In the composition of the story, as in any small form, the ending is very important, which is either in the nature of a plot denouement or an emotional ending. Also noteworthy are those endings that do not resolve the conflict, but only demonstrate its insolubility; so-called "open" finals, as in "The Lady with the Dog" by Chekhov.

One of the genre varieties of the story is short story.The novella is an action-packed narration, the action in it develops quickly, dynamically, strives for a denouement, which contains the whole meaning of what was told: first of all, with its help, the author gives an understanding of the life situation, makes a "judgment" on the characters depicted. In short stories, the plot is compressed, the action is concentrated. The rapidly developing plot is characterized by a very economical system of characters: there are usually just as many of them as needed so that the action could develop continuously. Episodic characters are introduced (if introduced at all) only to give impetus to the plot action and then immediately disappear. In the novel, as a rule, there are no subplots, author's deviations; from the past of the heroes only what is absolutely necessary for understanding the conflict and the plot is reported. Descriptive elements that do not advance the action are minimized and appear almost exclusively at the beginning: later, towards the end, they will interfere, inhibiting the development of the action and distracting attention.

When all these tendencies are brought to their logical conclusion, the short story acquires a pronounced structure of an anecdote with all its main features: a very small volume, an unexpected, paradoxical "shock" ending, minimal psychological motivations for actions, the absence of descriptive moments, etc. used Leskov, early Chekhov, Maupassant, O'Henry, D. London, Zoshchenko and many other novelists.

A novel, as a rule, is based on external conflicts, in which contradictions collide (set-up), develop and, having reached the highest point in development and struggle (culmination), are more or less rapidly resolved. In this case, the most important thing is that the colliding contradictions must and can be resolved in the course of the development of the action. For this, contradictions must be sufficiently definite and manifested, the heroes must have some psychological activity in order to strive at all costs to resolve the conflict, and the conflict itself must at least in principle yield to immediate resolution.

Let us consider from this point of view the story of V. Shukshin "The Hunt to Live". A young city guy comes into the hut to the forester Nikitich.

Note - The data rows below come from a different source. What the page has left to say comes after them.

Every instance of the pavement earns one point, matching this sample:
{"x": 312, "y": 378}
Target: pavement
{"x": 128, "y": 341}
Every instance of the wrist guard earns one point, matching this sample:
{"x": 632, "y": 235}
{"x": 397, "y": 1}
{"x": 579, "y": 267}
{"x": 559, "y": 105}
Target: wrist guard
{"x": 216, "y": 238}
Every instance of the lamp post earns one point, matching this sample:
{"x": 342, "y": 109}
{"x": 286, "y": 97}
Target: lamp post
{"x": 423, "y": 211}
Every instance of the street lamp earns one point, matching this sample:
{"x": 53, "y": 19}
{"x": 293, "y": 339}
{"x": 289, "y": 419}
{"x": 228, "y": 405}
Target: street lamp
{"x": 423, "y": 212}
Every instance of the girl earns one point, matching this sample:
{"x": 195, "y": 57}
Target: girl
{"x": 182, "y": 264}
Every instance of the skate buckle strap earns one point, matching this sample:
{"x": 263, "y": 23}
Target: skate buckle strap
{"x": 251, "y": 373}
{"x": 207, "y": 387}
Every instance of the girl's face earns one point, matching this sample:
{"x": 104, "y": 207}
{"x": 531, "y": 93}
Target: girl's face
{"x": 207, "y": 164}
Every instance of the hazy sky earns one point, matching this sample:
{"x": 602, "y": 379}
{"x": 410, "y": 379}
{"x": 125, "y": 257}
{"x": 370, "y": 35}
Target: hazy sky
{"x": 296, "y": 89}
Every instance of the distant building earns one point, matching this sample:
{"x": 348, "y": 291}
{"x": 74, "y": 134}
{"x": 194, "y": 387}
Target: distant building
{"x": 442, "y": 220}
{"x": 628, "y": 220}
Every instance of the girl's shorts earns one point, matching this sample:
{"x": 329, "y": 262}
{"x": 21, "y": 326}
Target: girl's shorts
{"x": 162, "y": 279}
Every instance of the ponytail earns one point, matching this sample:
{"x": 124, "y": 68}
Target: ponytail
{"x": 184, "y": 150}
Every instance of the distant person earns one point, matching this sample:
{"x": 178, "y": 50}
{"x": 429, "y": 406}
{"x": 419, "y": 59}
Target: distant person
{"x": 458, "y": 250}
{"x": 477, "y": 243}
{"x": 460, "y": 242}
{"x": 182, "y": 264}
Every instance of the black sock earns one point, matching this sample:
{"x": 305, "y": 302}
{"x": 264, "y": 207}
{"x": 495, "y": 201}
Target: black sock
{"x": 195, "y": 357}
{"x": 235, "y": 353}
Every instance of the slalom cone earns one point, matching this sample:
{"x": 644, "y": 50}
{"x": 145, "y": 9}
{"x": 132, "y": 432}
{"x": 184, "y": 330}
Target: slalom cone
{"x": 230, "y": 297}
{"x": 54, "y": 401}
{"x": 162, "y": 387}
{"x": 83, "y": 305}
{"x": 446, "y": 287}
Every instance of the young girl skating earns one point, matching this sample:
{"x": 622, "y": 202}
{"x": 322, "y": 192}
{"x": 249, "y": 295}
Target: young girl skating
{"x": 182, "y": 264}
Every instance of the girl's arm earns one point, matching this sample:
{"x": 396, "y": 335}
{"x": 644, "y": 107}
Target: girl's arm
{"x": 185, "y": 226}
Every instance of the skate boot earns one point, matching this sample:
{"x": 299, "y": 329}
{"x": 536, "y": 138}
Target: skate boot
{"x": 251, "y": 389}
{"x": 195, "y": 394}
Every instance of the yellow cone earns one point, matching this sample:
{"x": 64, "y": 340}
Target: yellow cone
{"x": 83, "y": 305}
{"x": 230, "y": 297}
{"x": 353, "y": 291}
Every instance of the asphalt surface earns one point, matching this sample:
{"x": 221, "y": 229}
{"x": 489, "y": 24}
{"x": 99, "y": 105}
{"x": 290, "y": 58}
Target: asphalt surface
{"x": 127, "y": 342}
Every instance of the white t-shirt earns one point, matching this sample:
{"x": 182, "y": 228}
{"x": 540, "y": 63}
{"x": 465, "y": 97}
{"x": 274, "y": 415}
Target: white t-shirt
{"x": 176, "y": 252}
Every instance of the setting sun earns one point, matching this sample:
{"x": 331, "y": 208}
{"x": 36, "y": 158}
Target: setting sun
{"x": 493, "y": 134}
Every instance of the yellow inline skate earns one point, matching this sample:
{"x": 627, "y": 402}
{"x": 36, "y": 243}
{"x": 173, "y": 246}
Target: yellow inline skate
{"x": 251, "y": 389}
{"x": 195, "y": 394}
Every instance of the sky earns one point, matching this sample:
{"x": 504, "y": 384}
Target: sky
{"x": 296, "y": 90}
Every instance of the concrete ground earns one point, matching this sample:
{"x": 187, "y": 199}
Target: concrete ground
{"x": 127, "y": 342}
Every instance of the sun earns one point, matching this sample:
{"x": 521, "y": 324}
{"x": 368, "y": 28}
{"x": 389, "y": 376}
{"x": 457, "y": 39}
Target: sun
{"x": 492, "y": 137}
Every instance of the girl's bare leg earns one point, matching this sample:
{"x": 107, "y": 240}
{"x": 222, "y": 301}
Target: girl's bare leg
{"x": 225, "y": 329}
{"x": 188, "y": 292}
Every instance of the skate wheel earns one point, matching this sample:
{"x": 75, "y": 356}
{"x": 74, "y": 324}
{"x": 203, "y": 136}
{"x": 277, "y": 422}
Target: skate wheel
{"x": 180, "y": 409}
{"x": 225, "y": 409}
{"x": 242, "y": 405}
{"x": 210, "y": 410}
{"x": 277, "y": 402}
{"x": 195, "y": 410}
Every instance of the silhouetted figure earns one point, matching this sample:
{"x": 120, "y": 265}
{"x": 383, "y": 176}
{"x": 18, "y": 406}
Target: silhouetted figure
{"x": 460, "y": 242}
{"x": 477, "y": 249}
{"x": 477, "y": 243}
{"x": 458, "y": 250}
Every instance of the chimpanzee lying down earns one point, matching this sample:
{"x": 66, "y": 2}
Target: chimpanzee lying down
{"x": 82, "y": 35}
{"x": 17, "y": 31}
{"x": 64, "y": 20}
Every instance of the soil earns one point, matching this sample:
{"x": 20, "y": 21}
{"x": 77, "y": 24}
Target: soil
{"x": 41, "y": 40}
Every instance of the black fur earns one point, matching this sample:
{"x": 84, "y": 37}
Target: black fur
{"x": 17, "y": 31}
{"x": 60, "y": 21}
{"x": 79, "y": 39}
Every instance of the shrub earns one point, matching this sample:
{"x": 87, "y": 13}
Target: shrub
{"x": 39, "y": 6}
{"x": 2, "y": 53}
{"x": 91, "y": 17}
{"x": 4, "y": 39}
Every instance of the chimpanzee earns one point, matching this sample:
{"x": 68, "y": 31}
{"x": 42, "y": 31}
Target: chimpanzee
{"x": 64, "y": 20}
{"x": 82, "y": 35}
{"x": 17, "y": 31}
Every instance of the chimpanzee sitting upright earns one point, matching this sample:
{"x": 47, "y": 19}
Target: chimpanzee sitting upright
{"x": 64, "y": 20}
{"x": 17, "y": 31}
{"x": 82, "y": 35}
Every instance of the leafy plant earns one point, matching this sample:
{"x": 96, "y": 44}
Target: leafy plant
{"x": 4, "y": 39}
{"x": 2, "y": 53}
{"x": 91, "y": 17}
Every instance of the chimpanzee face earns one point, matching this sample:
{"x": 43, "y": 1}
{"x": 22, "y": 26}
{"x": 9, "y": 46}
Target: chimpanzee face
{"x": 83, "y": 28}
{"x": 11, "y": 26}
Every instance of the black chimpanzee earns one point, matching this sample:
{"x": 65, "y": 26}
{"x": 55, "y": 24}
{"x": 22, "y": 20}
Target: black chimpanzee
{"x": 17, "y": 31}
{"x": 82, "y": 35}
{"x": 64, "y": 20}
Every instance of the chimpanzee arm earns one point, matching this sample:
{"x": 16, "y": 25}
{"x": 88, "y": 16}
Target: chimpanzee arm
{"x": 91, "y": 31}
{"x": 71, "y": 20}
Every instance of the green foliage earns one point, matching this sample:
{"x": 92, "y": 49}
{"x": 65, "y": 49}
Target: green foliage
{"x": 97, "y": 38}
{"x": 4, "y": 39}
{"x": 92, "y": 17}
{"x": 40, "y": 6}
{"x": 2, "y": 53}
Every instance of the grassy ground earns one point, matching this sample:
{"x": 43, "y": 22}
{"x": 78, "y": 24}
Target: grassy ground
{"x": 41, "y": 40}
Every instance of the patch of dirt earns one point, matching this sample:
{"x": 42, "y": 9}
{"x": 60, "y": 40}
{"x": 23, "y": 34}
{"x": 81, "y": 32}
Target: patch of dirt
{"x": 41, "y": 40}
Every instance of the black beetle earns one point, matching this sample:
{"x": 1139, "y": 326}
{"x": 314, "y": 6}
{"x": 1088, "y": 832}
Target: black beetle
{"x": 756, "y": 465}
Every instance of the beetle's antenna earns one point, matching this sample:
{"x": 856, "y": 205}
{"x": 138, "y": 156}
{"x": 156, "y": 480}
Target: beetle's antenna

It turns out that the guy escaped from prison. Suddenly, the district authorities come to Nikitich to hunt, Nikitich tells the guy to pretend to be asleep, puts the guests to bed and falls asleep himself, and wakes up to find that "Kolya the professor" has left, taking Nikitich's gun and his tobacco pouch with him. Nikitich rushes after him, overtakes the guy and takes his gun away from him. But the guy generally likes Nikitich, he is sorry to let him go alone, in winter, unaccustomed to the taiga and without a gun. The old man leaves a gun for the guy so that when he reaches the village he will hand it over to Nikitich's godfather. But when they had already gone each in their own direction, the guy shoots Nikitich in the back of the head, because “it will be better this way, father. More reliable. "

The clash of characters in the conflict of this novel is very sharp and clear. The incompatibility, the opposition of Nikitich's moral principles - principles based on kindness and trust in people - and the moral norms of "Kolya the professor", who "wants to live" for himself, is "better and more reliable" - also for himself, - the incompatibility of these moral attitudes intensifies in the course of the action and is embodied in a tragic, but inevitable, according to the logic of characters, denouement. Let's note the special significance of the denouement: it not only formally completes the plot action, but exhausts the conflict. The author's assessment of the depicted characters, the author's understanding of the conflict are concentrated precisely in the denouement.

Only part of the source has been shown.